Your running lights will be hard. Your cab lights should be to bad. 2 wires to deal with


----------



## linckeil (Sep 18, 2007)

a company called atomic makes a LED strobing cab light kit for about $300. I'd get this if available for your truck. i wanted a set for my 96 F350, but they didn't make it for the older fords, so i made my own kit. i don't know if they make it for the late 90's dodges?

here's a write up on what i did a couple of years ago. not "quick and nasty" as you are looking for.... being it was my first (and only) time doing it and i've never seen it done before, it took maybe 8 hours to get it all figured out and finished. i'm real happy with the results and it's been working flawlessly for 2 years now. although this is on a ford, the idea is the same for any truck. here's the link. pictures, videos, and a diagram are there.

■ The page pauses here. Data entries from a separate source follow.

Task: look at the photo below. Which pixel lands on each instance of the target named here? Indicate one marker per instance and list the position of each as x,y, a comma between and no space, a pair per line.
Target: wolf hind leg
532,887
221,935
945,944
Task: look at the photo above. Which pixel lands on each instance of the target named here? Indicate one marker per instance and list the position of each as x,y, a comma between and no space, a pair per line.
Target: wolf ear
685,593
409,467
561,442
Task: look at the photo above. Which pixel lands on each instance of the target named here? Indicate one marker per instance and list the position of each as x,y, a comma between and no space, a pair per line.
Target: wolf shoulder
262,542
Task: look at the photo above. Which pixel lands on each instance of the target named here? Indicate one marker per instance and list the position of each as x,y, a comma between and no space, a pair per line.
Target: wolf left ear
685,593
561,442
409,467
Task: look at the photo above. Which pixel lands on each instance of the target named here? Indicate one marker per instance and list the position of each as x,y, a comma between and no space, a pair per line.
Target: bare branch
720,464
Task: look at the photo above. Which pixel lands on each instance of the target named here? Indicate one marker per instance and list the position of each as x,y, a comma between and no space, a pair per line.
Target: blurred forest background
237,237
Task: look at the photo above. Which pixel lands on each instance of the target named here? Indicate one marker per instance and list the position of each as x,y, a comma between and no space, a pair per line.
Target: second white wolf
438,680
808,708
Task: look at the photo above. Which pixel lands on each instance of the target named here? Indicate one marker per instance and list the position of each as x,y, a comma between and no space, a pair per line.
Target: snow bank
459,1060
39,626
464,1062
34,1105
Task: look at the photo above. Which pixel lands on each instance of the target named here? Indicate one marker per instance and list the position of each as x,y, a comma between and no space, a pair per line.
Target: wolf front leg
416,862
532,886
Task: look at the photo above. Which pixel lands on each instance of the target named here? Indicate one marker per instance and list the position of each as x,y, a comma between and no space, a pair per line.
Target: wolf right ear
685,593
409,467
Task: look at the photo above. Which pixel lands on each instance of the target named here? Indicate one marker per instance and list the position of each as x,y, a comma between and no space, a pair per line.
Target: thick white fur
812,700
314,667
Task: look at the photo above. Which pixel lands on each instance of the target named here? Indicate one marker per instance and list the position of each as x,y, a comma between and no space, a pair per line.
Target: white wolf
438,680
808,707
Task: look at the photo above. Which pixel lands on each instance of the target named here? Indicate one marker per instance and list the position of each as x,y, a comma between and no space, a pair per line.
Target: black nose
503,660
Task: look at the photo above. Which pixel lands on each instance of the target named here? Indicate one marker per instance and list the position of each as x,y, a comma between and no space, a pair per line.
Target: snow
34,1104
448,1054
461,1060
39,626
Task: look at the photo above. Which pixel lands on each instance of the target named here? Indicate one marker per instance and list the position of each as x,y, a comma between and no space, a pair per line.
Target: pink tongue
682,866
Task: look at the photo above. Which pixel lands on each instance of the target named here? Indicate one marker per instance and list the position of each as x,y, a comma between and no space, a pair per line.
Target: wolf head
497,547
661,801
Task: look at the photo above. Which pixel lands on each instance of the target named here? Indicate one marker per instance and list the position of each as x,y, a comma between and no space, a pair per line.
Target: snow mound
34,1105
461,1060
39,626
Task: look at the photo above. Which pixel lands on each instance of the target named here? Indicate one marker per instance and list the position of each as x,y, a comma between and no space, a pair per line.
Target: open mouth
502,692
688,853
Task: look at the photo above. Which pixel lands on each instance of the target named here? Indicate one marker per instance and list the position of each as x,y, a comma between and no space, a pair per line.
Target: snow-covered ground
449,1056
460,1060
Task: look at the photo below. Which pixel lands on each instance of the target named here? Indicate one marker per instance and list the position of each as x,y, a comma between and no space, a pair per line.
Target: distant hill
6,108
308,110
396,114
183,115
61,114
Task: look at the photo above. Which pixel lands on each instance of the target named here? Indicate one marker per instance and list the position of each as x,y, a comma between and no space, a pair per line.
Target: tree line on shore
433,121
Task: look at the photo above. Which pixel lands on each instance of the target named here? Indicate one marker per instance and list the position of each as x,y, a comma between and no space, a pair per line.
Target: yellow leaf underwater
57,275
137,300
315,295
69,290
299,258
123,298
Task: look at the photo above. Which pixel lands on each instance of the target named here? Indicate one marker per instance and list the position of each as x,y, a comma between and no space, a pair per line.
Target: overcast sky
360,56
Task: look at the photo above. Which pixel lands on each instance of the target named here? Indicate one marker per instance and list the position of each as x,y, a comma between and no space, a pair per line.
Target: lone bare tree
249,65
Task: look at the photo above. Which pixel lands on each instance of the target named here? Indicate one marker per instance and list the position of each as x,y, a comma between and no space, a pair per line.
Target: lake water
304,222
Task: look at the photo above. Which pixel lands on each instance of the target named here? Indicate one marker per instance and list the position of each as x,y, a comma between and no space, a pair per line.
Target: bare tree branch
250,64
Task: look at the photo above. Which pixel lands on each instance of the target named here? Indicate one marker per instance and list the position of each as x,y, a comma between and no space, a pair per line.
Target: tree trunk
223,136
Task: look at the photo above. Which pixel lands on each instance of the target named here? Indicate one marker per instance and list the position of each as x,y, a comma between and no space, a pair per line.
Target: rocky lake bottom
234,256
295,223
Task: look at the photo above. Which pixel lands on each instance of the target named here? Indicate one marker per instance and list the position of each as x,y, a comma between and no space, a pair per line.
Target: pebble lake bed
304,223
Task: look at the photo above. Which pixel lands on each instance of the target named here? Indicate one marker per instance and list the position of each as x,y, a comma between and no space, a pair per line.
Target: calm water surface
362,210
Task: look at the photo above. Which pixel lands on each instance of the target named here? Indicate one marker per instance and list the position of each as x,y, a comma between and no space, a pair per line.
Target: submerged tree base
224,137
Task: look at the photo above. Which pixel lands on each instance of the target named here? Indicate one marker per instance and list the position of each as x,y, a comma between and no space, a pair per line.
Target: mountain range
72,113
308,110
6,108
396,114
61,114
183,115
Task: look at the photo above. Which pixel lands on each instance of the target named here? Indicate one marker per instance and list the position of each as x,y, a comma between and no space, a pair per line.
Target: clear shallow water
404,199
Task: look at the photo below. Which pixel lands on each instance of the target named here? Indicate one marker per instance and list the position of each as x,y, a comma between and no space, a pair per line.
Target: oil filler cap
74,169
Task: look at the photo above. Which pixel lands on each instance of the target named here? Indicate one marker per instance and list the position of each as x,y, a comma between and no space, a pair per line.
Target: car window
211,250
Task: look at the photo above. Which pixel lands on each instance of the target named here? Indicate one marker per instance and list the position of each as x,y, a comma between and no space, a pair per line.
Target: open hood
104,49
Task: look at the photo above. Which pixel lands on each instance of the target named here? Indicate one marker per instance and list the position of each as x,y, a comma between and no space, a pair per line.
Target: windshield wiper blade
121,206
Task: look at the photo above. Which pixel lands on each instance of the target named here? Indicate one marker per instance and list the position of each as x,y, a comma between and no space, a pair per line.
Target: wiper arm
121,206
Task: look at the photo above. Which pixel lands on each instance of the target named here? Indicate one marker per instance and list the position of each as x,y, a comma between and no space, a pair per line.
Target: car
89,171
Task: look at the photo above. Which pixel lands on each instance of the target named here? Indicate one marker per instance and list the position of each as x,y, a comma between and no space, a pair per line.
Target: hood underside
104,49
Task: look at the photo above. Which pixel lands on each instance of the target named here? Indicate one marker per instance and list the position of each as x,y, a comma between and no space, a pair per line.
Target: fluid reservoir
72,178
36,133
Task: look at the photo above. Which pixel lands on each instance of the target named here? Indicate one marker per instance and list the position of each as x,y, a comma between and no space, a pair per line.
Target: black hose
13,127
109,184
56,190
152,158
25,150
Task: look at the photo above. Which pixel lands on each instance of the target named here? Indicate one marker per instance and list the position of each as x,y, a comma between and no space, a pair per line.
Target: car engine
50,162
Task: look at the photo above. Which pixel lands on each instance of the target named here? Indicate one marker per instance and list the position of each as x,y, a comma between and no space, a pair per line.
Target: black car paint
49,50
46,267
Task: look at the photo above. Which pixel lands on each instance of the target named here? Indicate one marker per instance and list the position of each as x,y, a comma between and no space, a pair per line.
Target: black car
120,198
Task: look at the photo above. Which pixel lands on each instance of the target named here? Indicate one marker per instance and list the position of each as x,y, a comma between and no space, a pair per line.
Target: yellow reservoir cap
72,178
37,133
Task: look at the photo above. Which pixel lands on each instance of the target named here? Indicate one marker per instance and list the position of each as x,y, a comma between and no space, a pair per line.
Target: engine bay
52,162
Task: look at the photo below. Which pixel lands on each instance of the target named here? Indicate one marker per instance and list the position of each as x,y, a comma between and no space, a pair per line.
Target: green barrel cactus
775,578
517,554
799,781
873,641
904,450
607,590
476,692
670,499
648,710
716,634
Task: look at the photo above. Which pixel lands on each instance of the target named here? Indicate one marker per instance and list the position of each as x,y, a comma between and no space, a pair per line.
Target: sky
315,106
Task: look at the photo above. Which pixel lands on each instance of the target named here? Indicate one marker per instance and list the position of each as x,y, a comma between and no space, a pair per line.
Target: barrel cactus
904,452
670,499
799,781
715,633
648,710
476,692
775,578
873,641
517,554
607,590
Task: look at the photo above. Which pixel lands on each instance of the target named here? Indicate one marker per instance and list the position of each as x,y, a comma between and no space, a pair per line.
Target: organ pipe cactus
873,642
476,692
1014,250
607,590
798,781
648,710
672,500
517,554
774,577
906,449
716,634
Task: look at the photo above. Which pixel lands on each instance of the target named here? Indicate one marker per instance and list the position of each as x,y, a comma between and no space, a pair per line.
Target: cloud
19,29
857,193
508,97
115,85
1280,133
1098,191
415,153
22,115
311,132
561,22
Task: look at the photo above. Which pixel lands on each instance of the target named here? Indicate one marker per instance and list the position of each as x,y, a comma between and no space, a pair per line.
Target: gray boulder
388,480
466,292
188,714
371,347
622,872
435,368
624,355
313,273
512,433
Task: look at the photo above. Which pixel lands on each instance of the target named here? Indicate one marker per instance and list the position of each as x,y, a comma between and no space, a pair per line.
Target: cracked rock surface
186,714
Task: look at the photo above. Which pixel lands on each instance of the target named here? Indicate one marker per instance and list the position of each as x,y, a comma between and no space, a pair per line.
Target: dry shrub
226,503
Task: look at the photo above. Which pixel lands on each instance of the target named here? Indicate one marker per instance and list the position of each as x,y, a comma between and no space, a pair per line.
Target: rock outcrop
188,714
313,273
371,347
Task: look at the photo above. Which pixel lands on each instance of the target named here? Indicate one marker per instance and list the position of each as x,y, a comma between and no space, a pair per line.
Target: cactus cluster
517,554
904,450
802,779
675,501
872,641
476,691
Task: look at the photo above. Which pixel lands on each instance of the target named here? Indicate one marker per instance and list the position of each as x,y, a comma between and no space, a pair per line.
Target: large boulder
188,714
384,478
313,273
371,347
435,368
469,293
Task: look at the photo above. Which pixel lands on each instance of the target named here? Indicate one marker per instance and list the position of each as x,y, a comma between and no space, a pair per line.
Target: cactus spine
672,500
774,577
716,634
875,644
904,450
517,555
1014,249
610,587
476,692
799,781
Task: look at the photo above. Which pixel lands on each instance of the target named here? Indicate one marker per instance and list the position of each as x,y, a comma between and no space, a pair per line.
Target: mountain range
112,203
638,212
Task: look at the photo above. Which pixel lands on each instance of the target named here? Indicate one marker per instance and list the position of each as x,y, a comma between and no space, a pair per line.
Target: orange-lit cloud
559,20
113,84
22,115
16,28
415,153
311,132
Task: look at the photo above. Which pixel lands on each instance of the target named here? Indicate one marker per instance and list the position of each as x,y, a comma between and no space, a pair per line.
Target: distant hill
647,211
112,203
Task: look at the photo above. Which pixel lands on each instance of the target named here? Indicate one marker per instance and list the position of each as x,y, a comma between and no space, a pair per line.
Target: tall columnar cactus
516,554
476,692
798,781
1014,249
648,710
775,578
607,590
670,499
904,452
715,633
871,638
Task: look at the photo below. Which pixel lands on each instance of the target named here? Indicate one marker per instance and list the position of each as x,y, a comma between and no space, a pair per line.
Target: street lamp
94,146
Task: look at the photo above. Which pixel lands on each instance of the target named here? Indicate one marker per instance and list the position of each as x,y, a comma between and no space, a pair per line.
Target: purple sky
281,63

http://www.ford-trucks.com/forums/1208164-leds-in-cab-lights.html


----------



## snowcommander (Dec 2, 2012)

I'm curious about this too. Have several trucks with cab lights and always thought that would make a good strobe. I saw Case Snow Management has them on about all their trucks...


----------



## snowymassbowtie (Sep 22, 2013)

Flashing park lights are do-able.You have to tie into the parking light circuit with a flasher and a resistor on the power wire so it doesnt back feed and you can run normal operation parking lights.Locate the circuit for them and do all your connections under the dash to keep everything out of the water.


----------



## dieselss (Jan 3, 2008)

Then he has to separate the dash lights as well


----------



## Mr.Markus (Jan 7, 2010)

I have a wig wag module for grille and rear strobes, the tech who sold it to me also tied it into the parking lights. I don't pretend to know how the hell it works but it does and the wig wag module is only about $25 on eBay. I didn't do the clearance lights, my dump body has a mini bar.
I don't use the lower lights for plowing, just when working on the side of the highway in summer.


----------



## Strobesnmore (Jan 31, 2007)

Atomic LED makes lights to replace your existing cab lights on the Ford Dodge and Chevy trucks. They are on their website and all the makes and models are there as well. You can make your other clearance lights flash but do you still want to be able to use them as clearance lights is the question. If so that will take some wiring with the relays and a flasher. Not difficult but not if you don't know what you're doing or not Familiar with vehicle wiring


----------



## Citytow (Sep 21, 2014)

http://www.gorecon.com/categories.p...+Tail+Lights?gclid=CM68v72IiMICFTAV7AodUwkA9w


----------



## In2toys (Jan 25, 2006)

Thanks for all the input guys, Nice job on the lights linckeil. very informative thread. I'm probably going to just leave the bed lights alone. Still pondering the cab lights. Can I just replace the cab light bulbs with led bulbs, & throw an alternating flasher on it? Really like the look of flashing cab lights, but don't want to spend 400 on it... Also recon has a decent site as well. Better prices than atomic anyway.


----------



## linckeil (Sep 18, 2007)

In2toys;1876015 said:


> Thanks for all the input guys, Nice job on the lights linckeil. very informative thread. I'm probably going to just leave the bed lights alone. Still pondering the cab lights. Can I just replace the cab light bulbs with led bulbs, & throw an alternating flasher on it? Really like the look of flashing cab lights, but don't want to spend 400 on it... Also recon has a decent site as well. Better prices than atomic anyway.


yes, you can simply replace the stock cab light bulb with an led bulb - thats what i did. the hardest part of my install was rebuilding the stock cab light harness to tie lights 1,3,and 5 together and keep them seperate from lights 2 and 4 that were tied together. this was critical for me as i didn't want all 5 lights on the same pattern. on my particular truck getting to this harness was difficult, but may be easier on yours. i could have certainly had all 5 lights strobe the same. that would have saved me a lot of time, but wouldn't have given the effect i wanted. i could have then used a 1 channel led flasher instead of 2.

the use of a relay is critical if you still want your cab light to function like stock when the strobes are turned off. again, i could have gone without a relay, but then my cab lights would only be strobe lights and would not function as running lights aswell. with a single channel flasher, only 1 relay would be needed instead of the 2 relays i used with my 2 channel flasher.

i'm really glad i went the extra mile and rebuilt the cab light harness and used a 2 channel flasher. also i didnt want to loose my cab lights as running lights, so the use of relays was necesary. i strongly advise that if you are intent on doing this - don't short cut it. do it as i outline. it will take significantly more time, but once its done, its done. i know i would have really regretted doing it any other way.

again, if a kit was available for my truck, i would have bought that. i was intent on having the strobing cab lights, so building it was my only option.


----------